BBP suppressed the TSLP expression induced by poly I:C, TNF-α, and IL-4 at both mRNA and protein levels in a dose-dependent manner (Fig. 1). BBP reduced the expression of TSLP more strongly than either Dex or PSL at the same dose which was lower than that in the previous report3, suggesting that the suppressive effect of BBP was stronger than that of either Dex or PSL (Fig. 2).

Fig. 1

Effects of betamethasone butyrate propionate on the expression of thymic stromal lymphopoietin (TSLP) in cultured normal human keratinocytes (NHKs). Expressions of TSLP in cultured NHKs were induced by stimulation with poly I:C (10 µg/ml), tumor necrosis factor-α (20 ng/ml) and interleukin-4 (100 ng/ml) with or without the indicated dose (M) of betamethasone butyrate propionate (BBP). NHKs for real-time polymerase chain reaction (A) and cultured supernatants for ELISA (B) were harvested at 6 h and 24 h after stimulation, respectively. n=5 in (A) and (B). Error bars represent means±SEMs. p-values, vs. experimental group without BBP: *p<0.001, **p<0.0005, ***p<0.0001, ****p<0.00005, *****p<0.00001.

Fig. 2

Comparison of the effects on thymic stromal lymphopoietin (TSLP) expression in cultured normal human keratinocytes (NHKs) between betamethasone butyrate propionate (BBP) and dexamethasone (Dex) or prednisolone (PSL). Expressions of TSLP in cultured NHKs were induced by stimulation with poly I:C (10 µg/ml), tumor necrosis factor-α (20 ng/ml) and interleukin-4 (100 ng/ml) with or without indicated dose (M) of BBP, Dex (A, B), or PSL (C, D). NHKs for real-time polymerase chain reaction (A, C) and cultured supernatants for ELISA (B, D) were harvested at 6 h and 24 h after stimulation, respectively. n=5. Error bars represent means±SEMs. *p<0.005, **p<0.001, ***p<0.0005.

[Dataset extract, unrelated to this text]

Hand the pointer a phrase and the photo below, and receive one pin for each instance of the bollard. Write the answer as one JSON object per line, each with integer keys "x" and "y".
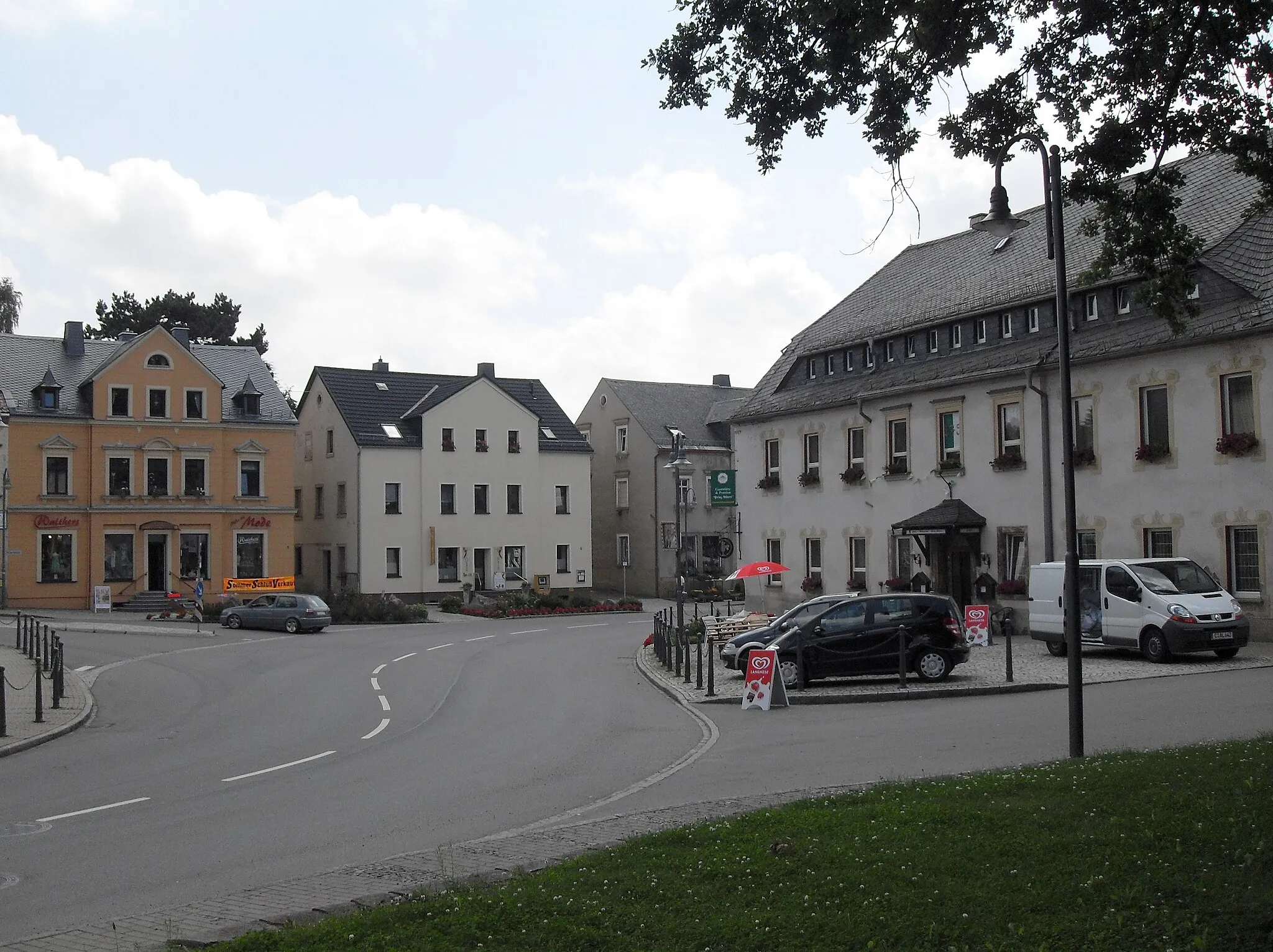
{"x": 902, "y": 656}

The present study revealed that BBP not only has potent anti-inflammatory effects7 but also has a potent inhibitory effect on induction of TSLP in keratinocytes. Therefore, topical treatment with BBP might also prevent the advancement of allergic states, namely the atopic march, via direct suppression of TSLP induction in keratinocytes, although such a preventive effect of topical treatment with GCs has been confirmed in neither animal models nor atopic patients. In addition, the present study showed not only that a different GC could have a different inhibitory potential on the induction of TSLP in NHK but also that BBP might be more beneficial than other GCs, although the mechanism for this remains unclear.